Mirair Gabriela Ngirmang (1922 – 10 October 2007) was a Palauan peace and anti-nuclear activist.

== Background ==
Ngirmang was born in 1922 in Palau. Her father is from Airai and her mother is from Koror. Both her parents held high-ranking positions within their clans.

Growing up in Palau while it was under Japanese administration, and then during World War II, Ngirmang received very limited formal education. She was considered a matriarch of the Ikelau clan and held the title of 'Mirair', the second woman’s title in Koror, for over twelve years.

== Career ==
Ngirmang is considered to have been instrumental in creating the world's first nuclear-free constitution, banning the use, storage, and disposal of nuclear weaponry in Palau. The constitution came into effect in 1979 and was passed with the support of 92% of the population. The document included a clause that required agreement from 75% of voters before nuclear weapons could be brought into the country. Between 1979–1994 the constitutional clause was voted on, and upheld, eleven times.

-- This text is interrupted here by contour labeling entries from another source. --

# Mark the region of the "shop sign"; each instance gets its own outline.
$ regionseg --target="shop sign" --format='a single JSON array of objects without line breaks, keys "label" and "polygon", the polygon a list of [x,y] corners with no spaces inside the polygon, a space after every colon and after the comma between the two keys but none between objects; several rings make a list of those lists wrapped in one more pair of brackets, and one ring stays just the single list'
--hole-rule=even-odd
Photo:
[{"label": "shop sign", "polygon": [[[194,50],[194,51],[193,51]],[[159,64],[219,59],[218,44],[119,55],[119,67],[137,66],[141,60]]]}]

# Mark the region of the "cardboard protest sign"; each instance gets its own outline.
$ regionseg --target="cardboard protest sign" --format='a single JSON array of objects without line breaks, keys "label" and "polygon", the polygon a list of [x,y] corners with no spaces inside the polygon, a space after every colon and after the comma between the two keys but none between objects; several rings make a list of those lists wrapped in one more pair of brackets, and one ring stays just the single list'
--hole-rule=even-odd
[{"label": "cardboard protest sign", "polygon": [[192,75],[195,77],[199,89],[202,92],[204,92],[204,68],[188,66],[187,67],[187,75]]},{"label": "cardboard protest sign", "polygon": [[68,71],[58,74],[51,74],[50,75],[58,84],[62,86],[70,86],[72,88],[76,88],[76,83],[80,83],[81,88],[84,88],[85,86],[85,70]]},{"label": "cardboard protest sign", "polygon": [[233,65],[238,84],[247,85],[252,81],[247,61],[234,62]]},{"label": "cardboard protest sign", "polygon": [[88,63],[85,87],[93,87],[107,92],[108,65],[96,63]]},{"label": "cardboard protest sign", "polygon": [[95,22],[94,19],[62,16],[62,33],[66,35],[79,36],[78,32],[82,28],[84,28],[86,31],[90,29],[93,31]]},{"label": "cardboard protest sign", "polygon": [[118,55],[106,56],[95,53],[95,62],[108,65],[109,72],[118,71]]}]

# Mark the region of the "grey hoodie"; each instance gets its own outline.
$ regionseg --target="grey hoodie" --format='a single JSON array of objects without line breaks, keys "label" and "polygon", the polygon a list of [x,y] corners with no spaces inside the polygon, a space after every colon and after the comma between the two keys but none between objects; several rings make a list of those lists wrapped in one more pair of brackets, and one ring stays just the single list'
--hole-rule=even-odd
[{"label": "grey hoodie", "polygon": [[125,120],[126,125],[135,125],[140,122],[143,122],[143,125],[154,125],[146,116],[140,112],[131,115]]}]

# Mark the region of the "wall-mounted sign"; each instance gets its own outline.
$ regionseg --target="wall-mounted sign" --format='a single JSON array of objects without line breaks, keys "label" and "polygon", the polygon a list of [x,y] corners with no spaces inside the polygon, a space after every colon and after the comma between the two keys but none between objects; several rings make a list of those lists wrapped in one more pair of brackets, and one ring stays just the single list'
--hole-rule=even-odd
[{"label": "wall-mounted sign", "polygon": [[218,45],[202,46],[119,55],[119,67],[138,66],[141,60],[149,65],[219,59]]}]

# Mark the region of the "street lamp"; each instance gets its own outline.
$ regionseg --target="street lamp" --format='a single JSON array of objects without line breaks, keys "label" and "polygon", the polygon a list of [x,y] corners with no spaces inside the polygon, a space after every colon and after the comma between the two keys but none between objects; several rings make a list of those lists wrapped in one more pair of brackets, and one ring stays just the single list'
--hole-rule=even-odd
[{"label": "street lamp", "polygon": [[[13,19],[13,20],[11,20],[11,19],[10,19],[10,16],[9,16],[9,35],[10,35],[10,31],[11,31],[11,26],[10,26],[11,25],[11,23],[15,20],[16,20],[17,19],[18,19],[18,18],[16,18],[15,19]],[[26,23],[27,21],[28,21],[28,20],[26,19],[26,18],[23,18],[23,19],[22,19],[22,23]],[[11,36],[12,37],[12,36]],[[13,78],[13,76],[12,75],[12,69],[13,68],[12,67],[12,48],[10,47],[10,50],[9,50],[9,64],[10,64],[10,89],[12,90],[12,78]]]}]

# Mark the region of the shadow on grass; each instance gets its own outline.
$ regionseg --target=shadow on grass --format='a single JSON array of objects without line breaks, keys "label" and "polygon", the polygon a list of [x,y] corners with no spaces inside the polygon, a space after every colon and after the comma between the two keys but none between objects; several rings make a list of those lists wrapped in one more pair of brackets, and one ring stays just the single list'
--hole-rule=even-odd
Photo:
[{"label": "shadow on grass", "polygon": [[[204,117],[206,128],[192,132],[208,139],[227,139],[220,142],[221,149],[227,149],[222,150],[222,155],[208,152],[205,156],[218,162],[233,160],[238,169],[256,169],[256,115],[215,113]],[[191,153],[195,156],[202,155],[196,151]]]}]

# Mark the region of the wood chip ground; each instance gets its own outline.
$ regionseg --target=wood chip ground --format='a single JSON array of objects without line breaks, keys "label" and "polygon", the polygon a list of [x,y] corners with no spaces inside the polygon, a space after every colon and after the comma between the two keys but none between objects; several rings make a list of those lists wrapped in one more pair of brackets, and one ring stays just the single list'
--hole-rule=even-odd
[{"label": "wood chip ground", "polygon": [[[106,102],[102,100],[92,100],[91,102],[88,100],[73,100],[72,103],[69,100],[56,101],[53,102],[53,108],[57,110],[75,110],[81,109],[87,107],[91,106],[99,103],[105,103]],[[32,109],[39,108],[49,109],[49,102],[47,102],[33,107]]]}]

For fifty years Ngirmang led the women's organisation Otil a Beluad (which can be translated to 'anchor of our land’) and continued to defend the nuclear-free clause in the constitution. Ngirmang's daughter, Cita Morei, was also a prominent member of the movement.

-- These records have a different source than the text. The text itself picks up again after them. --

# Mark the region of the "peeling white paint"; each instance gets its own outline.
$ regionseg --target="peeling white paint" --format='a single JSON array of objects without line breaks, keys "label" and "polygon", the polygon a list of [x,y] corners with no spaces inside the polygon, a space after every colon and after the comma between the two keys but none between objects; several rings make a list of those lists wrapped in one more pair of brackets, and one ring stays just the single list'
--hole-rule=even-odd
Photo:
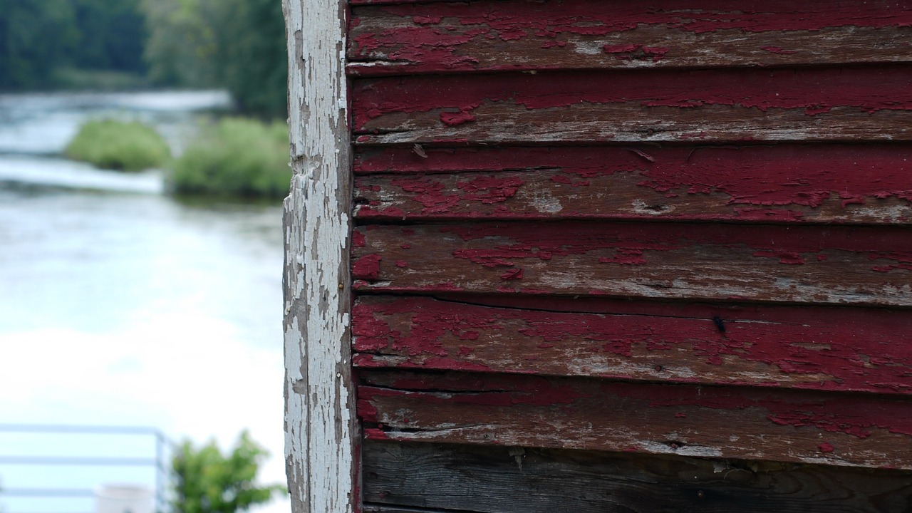
[{"label": "peeling white paint", "polygon": [[285,0],[294,177],[285,201],[285,462],[294,513],[355,509],[346,5]]}]

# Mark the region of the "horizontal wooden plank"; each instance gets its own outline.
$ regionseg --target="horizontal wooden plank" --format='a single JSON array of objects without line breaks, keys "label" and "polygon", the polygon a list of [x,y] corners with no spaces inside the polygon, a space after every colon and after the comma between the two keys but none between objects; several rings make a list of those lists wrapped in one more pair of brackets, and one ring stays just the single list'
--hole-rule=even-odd
[{"label": "horizontal wooden plank", "polygon": [[361,291],[912,306],[904,227],[668,223],[368,225]]},{"label": "horizontal wooden plank", "polygon": [[522,0],[352,9],[355,75],[502,69],[842,65],[912,59],[894,0]]},{"label": "horizontal wooden plank", "polygon": [[366,150],[363,219],[912,224],[912,146]]},{"label": "horizontal wooden plank", "polygon": [[369,440],[363,455],[378,513],[904,513],[912,497],[896,471]]},{"label": "horizontal wooden plank", "polygon": [[[557,303],[602,312],[618,306],[560,298],[547,306]],[[353,362],[365,368],[912,391],[912,310],[718,305],[662,306],[661,313],[627,309],[580,313],[366,296],[352,310]]]},{"label": "horizontal wooden plank", "polygon": [[912,469],[912,401],[584,378],[365,372],[368,439]]},{"label": "horizontal wooden plank", "polygon": [[912,68],[356,80],[359,143],[909,141]]}]

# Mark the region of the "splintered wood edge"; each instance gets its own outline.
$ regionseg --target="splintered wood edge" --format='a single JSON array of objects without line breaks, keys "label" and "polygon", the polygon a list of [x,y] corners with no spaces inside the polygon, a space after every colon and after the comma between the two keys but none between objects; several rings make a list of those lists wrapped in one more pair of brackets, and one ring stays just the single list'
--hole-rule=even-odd
[{"label": "splintered wood edge", "polygon": [[294,513],[348,513],[360,499],[349,349],[347,4],[285,0],[283,8],[294,172],[284,214],[288,490]]},{"label": "splintered wood edge", "polygon": [[[579,3],[574,4],[570,9],[579,9]],[[721,22],[721,27],[713,29],[689,30],[683,21],[688,16],[682,14],[679,18],[658,16],[649,21],[639,20],[636,26],[615,30],[615,24],[624,22],[607,22],[604,14],[581,20],[572,16],[580,26],[586,25],[585,29],[566,21],[571,16],[563,3],[530,8],[528,4],[499,2],[496,13],[484,17],[473,16],[477,9],[478,3],[356,5],[348,72],[368,77],[556,68],[782,67],[910,58],[904,43],[909,30],[903,26],[902,15],[887,24],[883,19],[888,14],[874,9],[867,13],[868,17],[854,20],[857,25],[844,25],[845,20],[837,16],[756,31],[725,26],[725,22],[738,25],[750,20],[712,19],[712,15],[719,13],[698,22],[704,27],[711,21]],[[627,13],[630,18],[637,14]],[[681,21],[669,27],[669,19]],[[547,29],[543,30],[543,25],[547,25]],[[446,32],[441,35],[443,30]],[[441,39],[446,45],[440,44]]]}]

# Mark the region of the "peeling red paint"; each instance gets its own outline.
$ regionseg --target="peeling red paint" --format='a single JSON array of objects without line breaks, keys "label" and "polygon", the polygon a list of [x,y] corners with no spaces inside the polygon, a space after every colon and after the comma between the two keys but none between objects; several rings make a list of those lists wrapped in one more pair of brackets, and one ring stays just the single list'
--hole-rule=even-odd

In 1987, when the Palauan government attempted to amend the clause to require a simple majority rather than 75% support, Ngirmang led a group of fifty women elders and took the government to court. During this time, the elders were threatened and Ngirmang's house was firebombed. Seeking support, she travelled to the United States, including addressing the United Nations and United States Congress. However, in 1989 the case was taken back to court and the government unilaterally amended the clause to require only 50% voter support.

In 1988, the organization Ngirmang led, Otil A Beluad was nominated for a Nobel Peace Prize, and in 2005 she was individually nominated for a Nobel Peace Prize by the Swiss-based 1000 Women for Peace campaign. In 1993 Otil A Beluad received the Global 500 Award from the United Nations Environment Programme.